Comparative Analysis with Other Jurisdictions
Laws regulation EdTech Companies are not very precise and focused as the consumer protection Laws in India. However, some of the international jurisdictions have formulated certain rules and regulations in order to keep EdTech companies in check and ensure the protection of consumer rights.
EdTech Company Regulations in the United States of America
The largest market for e-learning is that of the United States. Under American jurisdiction, EdTech companies are subject to a number of data protection and consumer protection laws.
As EdTech services mainly focus on minor students, consumer protection laws in the US revolve around the protection of minors. The Children’s Online Privacy Protection Act (COPPA), provides regulations to operators of commercial websites and online services, including EdTech services, to protect student’s privacy and safety online. It regulates the collection of personal data from children below the age of 13. Similar privacy regulations are provided by the Family Educational Rights and Privacy Act (FERPA) and the Protection of Pupil Rights Amendment (PPRA), as well as specific state laws that protect the privacy of students. The state of California has already passed the California Consumer’s Privacy Act, 2018. The CCPA protect and provide regulatory mechanisms to protect the privacy of minors between 13-16 years of age and require businesses to take reasonable steps to ensure that the person consenting for the sale of a child’s data, on his or her behalf is their parent or legal guardian.

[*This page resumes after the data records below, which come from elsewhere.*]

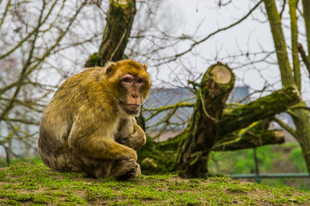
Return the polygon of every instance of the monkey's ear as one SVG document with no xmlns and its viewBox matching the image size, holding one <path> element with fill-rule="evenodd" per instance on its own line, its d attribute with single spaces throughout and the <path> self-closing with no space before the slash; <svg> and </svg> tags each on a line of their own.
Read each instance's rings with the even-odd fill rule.
<svg viewBox="0 0 310 206">
<path fill-rule="evenodd" d="M 143 68 L 144 68 L 144 69 L 145 69 L 145 71 L 147 70 L 147 63 L 145 63 L 143 65 L 142 65 L 142 67 L 143 67 Z"/>
<path fill-rule="evenodd" d="M 116 65 L 114 63 L 110 63 L 110 65 L 107 66 L 107 69 L 105 70 L 105 73 L 107 76 L 111 76 L 115 71 L 115 69 L 116 68 Z"/>
</svg>

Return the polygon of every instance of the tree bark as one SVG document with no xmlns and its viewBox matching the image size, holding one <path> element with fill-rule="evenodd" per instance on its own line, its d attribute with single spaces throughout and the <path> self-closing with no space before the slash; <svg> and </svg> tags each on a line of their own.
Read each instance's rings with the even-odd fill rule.
<svg viewBox="0 0 310 206">
<path fill-rule="evenodd" d="M 310 0 L 302 0 L 302 8 L 304 10 L 304 26 L 306 27 L 307 44 L 308 46 L 308 62 L 310 62 Z"/>
<path fill-rule="evenodd" d="M 282 132 L 267 130 L 269 123 L 263 128 L 260 123 L 250 125 L 298 103 L 300 96 L 297 88 L 287 87 L 222 115 L 234 82 L 231 70 L 220 63 L 211 66 L 203 76 L 190 122 L 178 137 L 181 144 L 176 168 L 182 176 L 207 176 L 210 152 L 223 150 L 223 145 L 227 145 L 225 150 L 236 150 L 284 141 Z"/>
<path fill-rule="evenodd" d="M 278 63 L 281 73 L 283 86 L 293 84 L 293 79 L 292 71 L 287 56 L 285 39 L 282 29 L 281 19 L 278 12 L 274 0 L 264 0 L 266 11 L 271 29 L 276 52 L 277 53 Z"/>
<path fill-rule="evenodd" d="M 136 14 L 135 0 L 110 0 L 107 23 L 98 53 L 87 60 L 85 67 L 103 67 L 108 61 L 122 59 Z"/>
<path fill-rule="evenodd" d="M 279 64 L 279 68 L 281 73 L 281 79 L 283 86 L 286 87 L 291 83 L 295 83 L 298 85 L 298 80 L 297 82 L 294 82 L 294 79 L 291 77 L 291 69 L 289 66 L 288 60 L 287 52 L 286 49 L 286 43 L 284 38 L 283 32 L 282 29 L 282 24 L 280 19 L 280 14 L 276 9 L 276 3 L 274 0 L 264 0 L 264 3 L 266 8 L 267 14 L 269 20 L 270 26 L 271 28 L 272 36 L 273 38 L 273 42 L 275 44 L 276 51 L 277 52 L 278 62 Z M 290 10 L 293 9 L 293 4 L 290 5 Z M 308 45 L 308 53 L 310 52 L 310 1 L 302 0 L 302 6 L 304 11 L 304 20 L 306 27 L 306 36 Z M 296 8 L 295 8 L 296 9 Z M 296 12 L 291 11 L 291 18 L 294 19 L 294 13 Z M 293 31 L 296 29 L 297 25 L 292 26 L 292 35 L 296 31 Z M 294 34 L 296 35 L 296 34 Z M 292 36 L 293 38 L 295 38 Z M 305 54 L 302 56 L 303 49 L 301 45 L 298 45 L 297 47 L 299 49 L 302 57 L 309 69 L 307 62 L 310 62 L 310 55 L 308 54 L 307 57 Z M 294 73 L 295 77 L 297 77 L 298 73 Z M 301 102 L 300 104 L 305 105 L 304 102 Z M 302 150 L 302 153 L 304 157 L 304 160 L 307 163 L 308 172 L 310 173 L 310 122 L 309 112 L 306 110 L 299 109 L 296 110 L 293 112 L 289 112 L 291 116 L 293 118 L 296 130 L 294 133 L 296 134 L 295 137 L 299 141 Z"/>
<path fill-rule="evenodd" d="M 237 106 L 224 113 L 218 126 L 219 138 L 245 128 L 254 122 L 271 117 L 300 102 L 295 86 L 289 86 L 249 104 Z"/>
<path fill-rule="evenodd" d="M 254 122 L 247 128 L 232 133 L 216 142 L 214 151 L 236 150 L 256 148 L 267 144 L 282 144 L 285 141 L 285 132 L 269 130 L 270 120 Z"/>
<path fill-rule="evenodd" d="M 234 80 L 231 69 L 221 63 L 209 67 L 203 77 L 193 115 L 182 134 L 184 141 L 176 161 L 176 170 L 183 177 L 208 175 L 207 163 L 214 144 L 215 128 L 234 88 Z"/>
</svg>

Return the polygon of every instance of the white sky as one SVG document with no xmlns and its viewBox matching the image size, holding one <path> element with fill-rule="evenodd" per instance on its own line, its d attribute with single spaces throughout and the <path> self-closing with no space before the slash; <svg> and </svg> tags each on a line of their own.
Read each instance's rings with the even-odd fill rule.
<svg viewBox="0 0 310 206">
<path fill-rule="evenodd" d="M 238 0 L 233 1 L 233 3 L 229 6 L 221 7 L 216 5 L 218 1 L 203 0 L 169 0 L 171 16 L 174 16 L 176 25 L 178 27 L 176 34 L 186 34 L 199 36 L 196 39 L 200 39 L 209 34 L 219 28 L 226 27 L 244 16 L 256 4 L 254 1 Z M 262 3 L 261 4 L 263 5 Z M 285 13 L 288 14 L 287 8 Z M 264 50 L 271 52 L 273 49 L 270 27 L 268 22 L 258 22 L 254 20 L 254 17 L 263 21 L 266 18 L 262 14 L 260 9 L 258 8 L 254 15 L 249 16 L 247 20 L 240 24 L 216 34 L 214 37 L 207 40 L 195 48 L 201 56 L 205 58 L 212 59 L 218 54 L 219 57 L 227 56 L 239 53 L 239 51 L 260 52 Z M 289 21 L 285 22 L 289 25 Z M 174 22 L 171 22 L 172 27 Z M 197 30 L 197 27 L 199 27 Z M 302 25 L 300 24 L 300 28 Z M 285 30 L 287 43 L 290 45 L 290 32 Z M 302 41 L 302 36 L 300 38 Z M 304 47 L 306 43 L 304 43 Z M 183 51 L 187 47 L 178 47 L 178 51 Z M 189 65 L 196 65 L 200 72 L 203 72 L 210 62 L 202 58 L 193 57 L 189 62 Z M 229 61 L 223 61 L 227 63 L 234 69 L 237 77 L 243 79 L 245 84 L 255 89 L 262 89 L 265 80 L 273 84 L 280 81 L 280 71 L 277 65 L 267 64 L 258 64 L 258 68 L 262 70 L 262 78 L 254 66 L 249 66 L 242 69 L 238 69 L 236 65 Z M 302 69 L 302 93 L 305 100 L 310 100 L 310 83 L 305 69 Z M 160 78 L 167 78 L 166 73 L 161 73 Z M 240 81 L 237 81 L 237 85 L 242 84 Z M 280 83 L 274 85 L 273 89 L 281 88 Z M 309 102 L 308 102 L 309 103 Z"/>
</svg>

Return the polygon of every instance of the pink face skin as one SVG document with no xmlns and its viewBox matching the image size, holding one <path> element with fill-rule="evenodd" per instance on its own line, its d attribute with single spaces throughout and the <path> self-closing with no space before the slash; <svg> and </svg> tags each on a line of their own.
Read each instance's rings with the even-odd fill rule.
<svg viewBox="0 0 310 206">
<path fill-rule="evenodd" d="M 142 104 L 140 89 L 145 84 L 141 77 L 134 77 L 130 74 L 123 76 L 121 81 L 122 85 L 128 91 L 125 107 L 129 109 L 137 109 Z"/>
</svg>

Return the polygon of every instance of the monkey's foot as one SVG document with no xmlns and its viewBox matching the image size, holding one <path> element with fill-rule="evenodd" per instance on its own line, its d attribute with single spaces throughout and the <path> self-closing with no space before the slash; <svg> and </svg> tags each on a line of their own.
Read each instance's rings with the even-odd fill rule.
<svg viewBox="0 0 310 206">
<path fill-rule="evenodd" d="M 138 163 L 134 161 L 134 165 L 132 165 L 132 162 L 131 162 L 130 164 L 132 164 L 132 165 L 129 172 L 126 174 L 118 178 L 118 180 L 132 181 L 136 180 L 141 174 L 140 165 Z"/>
</svg>

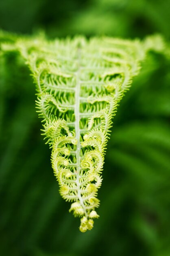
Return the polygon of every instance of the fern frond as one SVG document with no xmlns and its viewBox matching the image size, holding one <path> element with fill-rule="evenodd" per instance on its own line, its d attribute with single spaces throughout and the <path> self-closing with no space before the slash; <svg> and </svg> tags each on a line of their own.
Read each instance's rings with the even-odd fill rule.
<svg viewBox="0 0 170 256">
<path fill-rule="evenodd" d="M 97 193 L 112 118 L 153 47 L 150 40 L 79 36 L 22 38 L 15 45 L 37 86 L 37 112 L 60 194 L 73 202 L 70 211 L 81 218 L 82 232 L 99 217 Z"/>
</svg>

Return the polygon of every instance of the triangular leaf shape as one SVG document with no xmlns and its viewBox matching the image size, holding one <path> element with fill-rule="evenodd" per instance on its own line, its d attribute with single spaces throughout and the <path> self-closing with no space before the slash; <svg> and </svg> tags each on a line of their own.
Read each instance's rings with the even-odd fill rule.
<svg viewBox="0 0 170 256">
<path fill-rule="evenodd" d="M 163 43 L 155 38 L 161 50 Z M 81 218 L 82 232 L 91 229 L 99 217 L 97 193 L 112 117 L 154 40 L 40 37 L 2 46 L 19 51 L 31 70 L 60 193 L 72 202 L 70 211 Z"/>
</svg>

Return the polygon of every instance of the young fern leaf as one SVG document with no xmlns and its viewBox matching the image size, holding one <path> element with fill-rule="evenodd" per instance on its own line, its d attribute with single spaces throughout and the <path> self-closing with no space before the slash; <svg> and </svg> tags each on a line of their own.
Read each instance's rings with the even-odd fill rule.
<svg viewBox="0 0 170 256">
<path fill-rule="evenodd" d="M 99 217 L 97 193 L 112 117 L 146 51 L 153 48 L 153 38 L 144 43 L 81 36 L 16 43 L 37 85 L 37 112 L 60 193 L 81 218 L 82 232 Z"/>
</svg>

With respect to consumer protection from fraud and misrepresentation in case of EdTech Companies, there are no specific laws. However, there are regulatory laws for e-commerce businesses that can be applied in cases of EdTech Companies as well.
There are two regulatory bodies to protect consumer rights in the United States, The Federal Communications Commission is responsible for regulating “internet commerce” reviewing informal consumer complaints and performing investigations where appropriate. The Federal Trade Commission investigates and takes action against those alleged to have violated applicable laws. The Dot Com Disclosures guidance document regulates the form and content of information distributed in e-commerce, thereby preventing unfair or deceptive practices. Further, Section 5(a) of the Federal Trade Commission Act prohibits “unfair or deceptive acts or practices in or affecting commerce.” This prohibition applies to all persons engaged in commerce, including banks. FTC also requires all advertisements and other commercial communications made online to be clear and conspicuous.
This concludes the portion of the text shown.